Myślę, że wielu z nas – i behawiorystów i opiekunów psa – mocno polega na tym ćwiczeniu. Pokusiłabym się nawet o stwierdzenie, że jesteśmy uzależnieni od niej w relacji z naszymi psami. Na dalszym etapie, to proste ćwiczenie daje dużą pewność i poczucie kontroli nad sytuacją i nad psem. Często, gdy odpuścimy tą kontrolę, choć na chwilę, okazuje się, że kompletnie nie znamy tego czworonoga w naszym domu, nie wiemy czego się boi, jak reaguje na stres, jak okazuje radość czy zawód. Często zatrzymujemy psa, jak pomnik, w tej jednej pozycji zdecydowanie zbyt często i zbyt pochopnie. Można by powiedzieć – nawykowo.

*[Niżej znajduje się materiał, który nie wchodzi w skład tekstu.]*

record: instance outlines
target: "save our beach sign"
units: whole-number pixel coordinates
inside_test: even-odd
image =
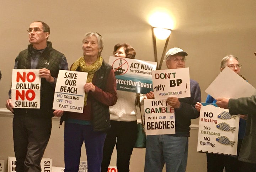
[[[110,56],[108,63],[114,70],[117,89],[146,94],[153,90],[151,71],[157,63]]]
[[[174,108],[166,99],[145,99],[144,109],[147,135],[175,133]]]
[[[202,104],[197,151],[236,155],[239,117],[215,104]]]
[[[13,69],[11,99],[14,108],[40,108],[39,69]]]
[[[188,68],[153,71],[152,77],[155,98],[190,97]]]
[[[53,109],[82,113],[87,72],[60,70],[57,79]]]

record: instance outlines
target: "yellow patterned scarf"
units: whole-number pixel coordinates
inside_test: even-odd
[[[81,57],[74,63],[71,67],[71,70],[75,71],[78,67],[80,67],[79,71],[88,73],[86,83],[91,82],[92,81],[92,78],[94,75],[94,73],[101,67],[103,62],[103,58],[102,57],[100,56],[98,57],[93,63],[91,65],[87,66],[84,56]],[[87,96],[88,94],[85,92],[84,102],[84,105],[85,106],[86,105]]]

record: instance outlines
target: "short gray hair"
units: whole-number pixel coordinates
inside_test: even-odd
[[[88,33],[85,34],[84,36],[84,39],[83,39],[82,42],[83,44],[84,43],[85,39],[86,39],[87,38],[91,37],[92,36],[95,36],[97,39],[98,48],[99,49],[101,49],[101,50],[99,52],[99,55],[100,56],[101,56],[102,50],[103,50],[104,45],[103,44],[103,38],[102,38],[101,36],[101,35],[100,34],[97,32],[88,32]]]
[[[238,61],[238,58],[235,57],[235,56],[234,56],[231,55],[229,55],[229,56],[226,56],[223,58],[221,62],[220,63],[221,69],[222,68],[224,68],[225,67],[226,67],[227,62],[230,58],[233,58]]]

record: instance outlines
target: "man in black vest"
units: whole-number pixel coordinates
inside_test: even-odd
[[[47,41],[50,28],[36,21],[27,30],[29,42],[15,61],[15,69],[39,69],[41,78],[41,108],[15,108],[11,90],[6,106],[14,114],[13,130],[16,172],[40,172],[40,162],[52,130],[52,117],[63,111],[53,111],[52,105],[57,78],[60,70],[68,70],[66,57]]]

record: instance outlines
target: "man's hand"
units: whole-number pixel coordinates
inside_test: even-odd
[[[62,110],[55,110],[53,111],[53,114],[55,116],[61,117],[63,115],[64,111]]]
[[[47,82],[50,83],[53,83],[54,81],[54,79],[52,76],[50,70],[44,68],[39,70],[39,76],[41,78],[45,78]]]
[[[180,102],[178,99],[175,97],[170,97],[167,98],[167,103],[174,108],[179,108],[180,106]]]
[[[148,99],[155,98],[155,94],[152,91],[150,91],[150,92],[147,93],[146,96]]]
[[[228,102],[229,98],[223,97],[216,99],[216,104],[220,108],[228,109]]]
[[[14,113],[14,110],[12,108],[14,107],[14,106],[13,104],[12,103],[11,99],[10,98],[6,101],[6,102],[5,103],[5,106],[7,109],[9,109],[9,110],[12,113]]]
[[[200,112],[200,111],[201,110],[201,107],[202,106],[202,104],[201,103],[197,102],[195,105],[195,108],[197,111]]]

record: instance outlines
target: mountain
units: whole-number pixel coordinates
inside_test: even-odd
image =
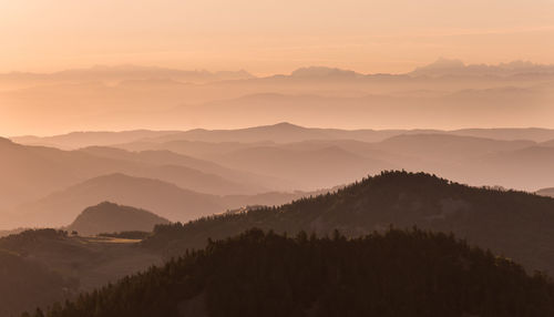
[[[144,209],[104,202],[85,208],[66,229],[91,236],[101,233],[151,232],[155,225],[168,223],[166,218]]]
[[[214,156],[211,160],[236,170],[291,180],[298,184],[297,188],[305,191],[350,183],[359,175],[397,167],[338,146],[312,151],[258,146]]]
[[[513,61],[496,65],[465,64],[461,60],[439,59],[435,62],[416,69],[410,74],[414,76],[513,76],[519,74],[553,74],[554,65],[535,64],[532,62]]]
[[[84,208],[104,201],[154,211],[171,221],[188,221],[226,209],[218,196],[157,180],[109,174],[21,205],[17,214],[28,226],[60,226],[72,222]]]
[[[541,196],[548,196],[554,198],[554,187],[548,187],[548,188],[542,188],[540,191],[536,191],[537,195]]]
[[[155,137],[166,134],[173,134],[176,131],[121,131],[121,132],[71,132],[66,134],[53,136],[13,136],[10,137],[13,142],[25,145],[43,145],[58,147],[62,150],[75,150],[86,146],[106,146],[119,143],[127,143],[145,137]]]
[[[0,279],[2,317],[51,305],[76,293],[73,280],[64,279],[44,266],[4,249],[0,249]]]
[[[456,161],[533,146],[532,141],[500,141],[448,134],[403,134],[380,142],[377,149],[430,161]]]
[[[140,65],[95,65],[88,69],[72,69],[53,73],[2,73],[0,74],[0,82],[24,86],[57,82],[103,81],[113,83],[146,79],[171,79],[182,82],[205,83],[212,81],[242,80],[252,78],[254,76],[244,70],[236,72],[209,72],[205,70],[186,71]]]
[[[250,229],[31,316],[552,316],[553,289],[445,234]]]
[[[0,238],[0,316],[75,298],[109,282],[162,264],[127,241],[24,231]]]
[[[554,130],[538,127],[522,129],[461,129],[448,132],[455,135],[475,136],[493,140],[516,141],[529,140],[534,142],[545,142],[554,139]]]
[[[552,185],[554,177],[554,147],[530,146],[501,151],[472,162],[479,167],[482,181],[494,180],[506,187],[536,191]]]
[[[270,177],[226,168],[209,161],[165,150],[127,152],[114,147],[90,146],[79,151],[104,158],[144,164],[144,168],[122,171],[206,194],[257,194],[279,187],[278,182]]]
[[[218,196],[181,188],[160,180],[115,173],[90,178],[18,206],[13,211],[11,227],[64,226],[84,208],[105,201],[153,211],[173,222],[188,222],[248,205],[281,205],[310,194],[315,193],[269,192]]]
[[[339,229],[361,236],[417,225],[453,232],[471,244],[490,248],[529,269],[554,272],[552,241],[554,200],[534,194],[470,187],[423,173],[387,172],[362,182],[278,208],[220,215],[185,225],[156,227],[144,244],[182,253],[208,237],[225,238],[253,226],[319,235]]]
[[[62,151],[21,145],[1,139],[0,154],[0,173],[3,176],[0,178],[0,191],[4,194],[0,201],[0,209],[4,211],[86,180],[114,173],[157,178],[193,191],[219,195],[256,194],[290,187],[283,185],[286,182],[273,187],[273,184],[279,183],[273,177],[232,171],[215,163],[167,151],[126,153],[104,147]],[[224,176],[213,173],[222,173]]]

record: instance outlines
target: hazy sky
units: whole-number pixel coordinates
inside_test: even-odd
[[[0,72],[554,63],[554,0],[0,0]]]

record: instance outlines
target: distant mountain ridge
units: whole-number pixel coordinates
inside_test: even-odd
[[[154,226],[170,221],[148,211],[103,202],[85,208],[66,229],[80,235],[142,231],[151,232]]]
[[[529,269],[554,272],[554,200],[534,194],[469,187],[424,173],[384,172],[332,194],[301,198],[277,208],[158,226],[146,247],[179,253],[248,227],[347,236],[390,225],[453,232],[484,248],[514,258]]]

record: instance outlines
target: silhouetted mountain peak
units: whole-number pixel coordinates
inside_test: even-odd
[[[102,202],[85,208],[68,227],[81,235],[100,233],[145,231],[150,232],[158,224],[168,224],[170,221],[148,211],[131,206]]]
[[[321,78],[321,76],[358,76],[361,75],[355,71],[341,70],[337,68],[327,67],[308,67],[300,68],[290,73],[291,76],[297,78]]]

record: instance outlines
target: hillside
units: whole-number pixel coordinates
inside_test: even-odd
[[[104,202],[84,209],[66,229],[75,231],[80,235],[131,231],[151,232],[155,225],[168,223],[166,218],[144,209]]]
[[[76,292],[75,280],[64,279],[18,253],[0,248],[0,316],[14,316],[35,306],[50,305]]]
[[[548,196],[554,198],[554,187],[548,187],[548,188],[542,188],[540,191],[536,191],[537,195],[541,196]]]
[[[88,180],[19,206],[12,226],[65,226],[81,211],[109,201],[153,211],[173,222],[187,222],[247,205],[281,205],[310,195],[269,192],[258,195],[209,195],[160,180],[107,174]]]
[[[50,306],[80,292],[161,264],[158,254],[136,244],[24,231],[0,238],[0,317]]]
[[[144,245],[168,255],[203,246],[250,227],[287,232],[301,229],[348,236],[417,225],[453,232],[491,248],[530,269],[554,272],[554,200],[523,192],[469,187],[437,176],[386,172],[326,194],[278,208],[202,218],[184,225],[157,226]]]
[[[527,276],[511,260],[445,234],[390,231],[348,241],[252,229],[54,306],[45,316],[552,314],[550,279]]]
[[[18,215],[28,225],[61,226],[71,223],[84,208],[104,201],[155,211],[171,221],[192,219],[225,211],[218,196],[184,190],[158,180],[117,173],[94,177],[24,204],[19,207]]]

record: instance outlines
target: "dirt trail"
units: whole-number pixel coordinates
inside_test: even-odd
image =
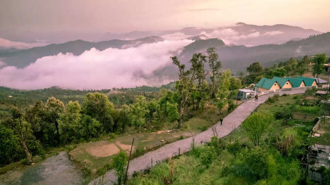
[[[218,137],[222,138],[228,135],[239,127],[241,123],[260,104],[264,102],[268,97],[277,94],[280,95],[284,93],[287,94],[303,93],[305,90],[305,89],[301,89],[270,93],[259,97],[259,100],[257,101],[254,101],[253,100],[246,101],[224,118],[222,126],[220,125],[219,123],[216,125]],[[211,128],[209,128],[207,130],[196,136],[195,138],[196,144],[199,144],[202,141],[209,141],[212,136],[213,136],[213,132]],[[128,174],[131,175],[134,171],[142,171],[151,167],[151,158],[152,158],[154,165],[157,162],[163,161],[169,157],[178,155],[179,147],[181,154],[189,151],[190,150],[192,140],[191,138],[189,138],[173,142],[164,145],[156,150],[148,152],[143,156],[134,158],[130,162]],[[113,171],[110,171],[107,173],[106,180],[107,182],[107,185],[113,185],[116,182],[116,177]],[[93,182],[91,182],[89,185],[93,185]]]

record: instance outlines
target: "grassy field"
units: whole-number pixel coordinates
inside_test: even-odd
[[[176,128],[177,124],[168,122],[164,123],[161,130],[153,132],[149,131],[151,128],[148,128],[137,133],[134,128],[130,128],[123,134],[112,134],[90,142],[72,145],[74,148],[69,152],[69,155],[88,175],[86,176],[94,176],[97,175],[98,170],[105,165],[112,168],[113,158],[119,152],[118,150],[129,154],[133,138],[134,142],[132,156],[134,158],[166,143],[190,137],[190,131],[198,133],[206,130],[218,121],[219,116],[217,113],[214,106],[207,105],[203,110],[191,112],[193,117],[184,122],[180,129]],[[90,150],[98,147],[104,148],[97,152],[101,155],[104,154],[103,156],[97,157],[91,154]]]
[[[273,103],[261,105],[256,111],[270,111],[275,113],[286,108],[295,108],[296,103],[308,100],[306,99],[306,97],[308,96],[282,96]],[[261,143],[261,148],[264,149],[264,152],[268,155],[268,175],[267,179],[258,181],[258,179],[239,175],[245,173],[244,168],[242,168],[244,166],[245,156],[248,154],[249,149],[254,148],[253,143],[249,139],[247,131],[239,127],[222,140],[226,145],[236,141],[242,146],[247,146],[247,147],[242,148],[236,157],[226,149],[222,151],[209,168],[207,168],[202,164],[200,156],[202,156],[201,154],[206,152],[208,147],[199,147],[195,151],[173,159],[174,164],[173,184],[252,185],[256,183],[258,185],[297,184],[300,175],[297,156],[304,152],[305,143],[308,141],[309,133],[314,125],[314,120],[318,114],[318,112],[306,114],[295,111],[293,113],[293,117],[287,121],[280,119],[274,120],[269,125],[265,134],[262,137]],[[293,145],[287,157],[283,156],[276,150],[274,143],[278,137],[291,135],[294,139]],[[328,138],[326,138],[327,135],[324,136],[324,138],[318,139],[330,141]],[[135,174],[135,177],[130,180],[129,184],[163,185],[162,176],[164,174],[168,177],[171,167],[170,163],[168,162],[160,163],[149,171]]]
[[[314,138],[314,143],[330,145],[330,119],[327,119],[325,123],[321,121],[320,127],[316,129],[315,133],[319,133],[320,136]]]

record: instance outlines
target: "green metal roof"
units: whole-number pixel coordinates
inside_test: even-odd
[[[266,89],[270,89],[270,88],[276,82],[276,81],[269,79],[266,78],[263,78],[257,84],[257,87],[260,87]]]
[[[286,77],[286,78],[289,79],[289,81],[292,85],[292,87],[294,88],[299,87],[300,86],[300,84],[301,84],[302,82],[305,84],[305,83],[304,83],[303,80],[299,78],[295,78],[292,77]],[[306,85],[305,86],[306,86]]]
[[[304,77],[303,76],[297,76],[297,78],[303,80],[306,86],[312,85],[313,84],[313,82],[315,81],[315,80],[314,78]]]
[[[286,78],[278,77],[277,76],[274,76],[273,77],[273,80],[275,80],[277,82],[277,83],[279,83],[280,86],[280,88],[282,88],[282,87],[283,87],[283,86],[285,85],[285,83],[288,81],[289,81],[289,80],[287,79]]]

Jakiś czas temu zobaczyłam piękną historię opisaną w formie komiksu, o tym, jak dziewczyna przestała prosić swojego psa, by usiadł i jak uratowało to ich relację. Zachęcam do lektury tej króciutkiej opowieści autorstwa Lucilly Mendes, lata temu skłoniła mnie do pierwszych refleksji w tym temacie. Nie bójcie się czasem stracić kontrolę, albo pomyśleć po prostu o tym, czy jest coś, co mogłoby być lepsze i co mogłoby stworzyć lepszą rzeczywistość dla ciebie i twojego psa.